Prospective Evaluation of Syndesmotic Ankle Sprains Without Diastasis

Eric D. Nussbaum, MEd, ATC{dagger}, Timothy M. Hosea, MD{ddagger},§, Shawn D. Sieler, MD{ddagger}, Brian R. Incremona, MD{dagger} and Donald E. Kessler, MEd, ATC{dagger}

{dagger} Division of Athletics, Rutgers University, Piscataway, New Jersey
{ddagger} Division of Orthopaedic Surgery, University of Medicine and Dentistry of New Jersey–Robert Wood Johnson Medical School, New Brunswick, New Jersey

Presented at the 22nd annual meeting of the AOSSM, Lake Buena Vista, Florida, June 1996.

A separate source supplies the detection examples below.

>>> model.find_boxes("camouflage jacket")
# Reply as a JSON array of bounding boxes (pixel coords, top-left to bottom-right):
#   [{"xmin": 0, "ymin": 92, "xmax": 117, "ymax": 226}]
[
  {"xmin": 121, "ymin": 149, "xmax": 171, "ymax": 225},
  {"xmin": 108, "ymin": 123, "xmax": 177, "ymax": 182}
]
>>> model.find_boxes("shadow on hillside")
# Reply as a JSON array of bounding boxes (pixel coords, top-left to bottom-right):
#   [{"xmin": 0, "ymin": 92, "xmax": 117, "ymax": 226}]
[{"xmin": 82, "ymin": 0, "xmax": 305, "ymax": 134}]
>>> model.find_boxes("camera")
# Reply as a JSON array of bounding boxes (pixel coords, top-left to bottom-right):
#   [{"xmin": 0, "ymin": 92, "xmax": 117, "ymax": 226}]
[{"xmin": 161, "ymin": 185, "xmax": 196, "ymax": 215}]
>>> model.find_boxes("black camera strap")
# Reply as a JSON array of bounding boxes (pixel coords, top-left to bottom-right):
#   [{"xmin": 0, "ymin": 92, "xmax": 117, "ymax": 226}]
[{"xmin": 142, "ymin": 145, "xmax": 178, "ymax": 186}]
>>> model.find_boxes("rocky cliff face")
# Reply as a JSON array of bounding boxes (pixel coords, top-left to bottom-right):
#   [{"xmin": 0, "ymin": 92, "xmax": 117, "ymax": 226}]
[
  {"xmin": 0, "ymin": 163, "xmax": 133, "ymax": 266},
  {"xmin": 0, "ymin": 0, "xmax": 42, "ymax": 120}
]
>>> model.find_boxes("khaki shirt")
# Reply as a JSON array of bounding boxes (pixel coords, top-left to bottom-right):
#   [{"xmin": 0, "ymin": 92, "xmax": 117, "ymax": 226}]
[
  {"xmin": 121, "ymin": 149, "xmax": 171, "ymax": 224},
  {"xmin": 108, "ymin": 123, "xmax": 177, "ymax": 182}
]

§ Address correspondence and reprint requests to Timothy M. Hosea, MD, 215 Easton Avenue, New Brunswick, NJ 08901

Sixty consecutive collegiate athletes with "high" ankle symptoms were prospectively evaluated over a 3-year period in an effort to better define this debilitating ankle injury. All athletes included in this study had tenderness over the distal anterior tibiofibular ligament, tenderness proximally along the interosseous membrane, and functional disability. No study subject had a fracture or frank tibia-fibula diastasis. The severity of the sprain was quantified using the interosseous "tenderness length." A standard rehabilitation protocol was followed by all patients. Athletes returned to competition when they could perform all functional testing without difficulty. Time to return to full competitive activity averaged 13.4 days. The number of days missed from competition was statistically related to the interosseous tenderness length (P = 0.0001) and to positive results on the squeeze test (P = 0.03). Fifty-three of the 60 injured athletes were evaluated at least 6 months after injury. Patients rated their outcomes as good or excellent. Six of the patients experienced occasional ankle pain and stiffness, four patients reported recurrent ankle sprains, and one patient had heterotopic ossification formation.